Today was a very physical day because of moving all the indexed collection into the new configurations and locations determined at the Wednesday meeting. I wore my cotton denim dress - still full length with just an unbuttoned white shirt over top so as to stay cool enough, but also to cover up a bit as well. The dress is sleeveless and lower cut than most of what I usually wear, although well within what a lot of women wear to work every day. The new bra has real elasticity in it, so clevage is somewhat more pronounced than usual for me. I noticed a lot of the males spending time in the filerooms I was working, in trying to make conversation at the same time, asking questions about what I was doing. These are the same ones who have acted as though I didn't exist before now. That's why I don't normally show any bustline - changes the way you're perceived. If I hadn't been aware that I would be done work sometime next week at this clients' office, I would have covered up more and just suffered through the discomfort of being heated up with all the lifting and carrying. Better me than an office full of guys right? I know it sounds vain, but at that point the rest of my appearance wasn't even an issue - it was all in the cleavage, man. Men never seem to accept being weaned.

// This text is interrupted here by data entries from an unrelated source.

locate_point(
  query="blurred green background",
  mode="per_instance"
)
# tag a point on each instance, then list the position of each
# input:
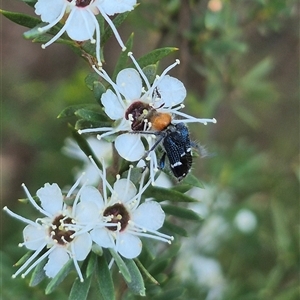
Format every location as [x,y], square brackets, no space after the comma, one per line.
[240,64]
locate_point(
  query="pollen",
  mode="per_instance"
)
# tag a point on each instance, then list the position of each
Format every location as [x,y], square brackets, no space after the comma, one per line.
[161,121]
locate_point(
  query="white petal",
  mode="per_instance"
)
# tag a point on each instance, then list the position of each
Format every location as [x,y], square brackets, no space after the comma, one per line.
[90,193]
[87,212]
[129,83]
[172,91]
[112,7]
[82,246]
[82,26]
[57,259]
[49,10]
[102,237]
[149,215]
[112,106]
[51,198]
[124,189]
[35,236]
[130,146]
[128,245]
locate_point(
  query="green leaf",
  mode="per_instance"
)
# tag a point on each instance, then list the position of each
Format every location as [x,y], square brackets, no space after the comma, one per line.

My supervisor called later in the day to find out where I was in completing the tasks I felt I needed to finish and also to talk about the timing of when I would move over. He was a lot more open with me than he has been in a couple of years and seemed more willing to try and actually hear what I was trying to tell him. Active listening is what its called. I know he has to fit what happens in my contracts in around everything else that is occurring, so I think the way I need to perceive it is as a lesson about not ignoring the details of my own staff's jobs while trying to keep the whole wagon train rolling with respect to the election. Just takes one gopher hole to disrupt the whole forward movement, doesn't it. If the timing is unfortunate, for example, when wild animals feel it presents an opportunity to gain a free meal, then that one little detail can cause problems to snowball so fast that soon one is only trying to put out fires instead of moving forward. He offered me two weeks more work at that one place I just loved to be last year - the one I went in to part time during the election last summer. Since he wasn't allowed to negotiate directly with my new supervisor would I be willing to do it instead? Oi. He suggested one day a week back at the old contract and noted that I might need that amount of variety given the task I'm being asked to complete. I agree he's correct and that he understands my need for change and variety - even a little bit of serendipity and chaos. However, I'm not certain my new supervisor will interpret it that way. During elections I leave the door open for staff to continue with their regular work and schedules because it is a short term event. You can't ask people to turn their whole life around for just six weeks. Most downtown superviosrs don't think in those terms, so I'm not certain how to deal with it. I know the proper response is likely just to say I can't do it, but that leaves the unfinished business that I left at the first contract unfinished and when this assignment is over at the end of the year I don't want to be thinking that the dream job I hope opens up in that company for me was lost for ten days worth of work. Wonder if they'd let me come in weekends? As long as the election isn't called before April - April Fools - I could manage both. We'll see. Good night dear diary.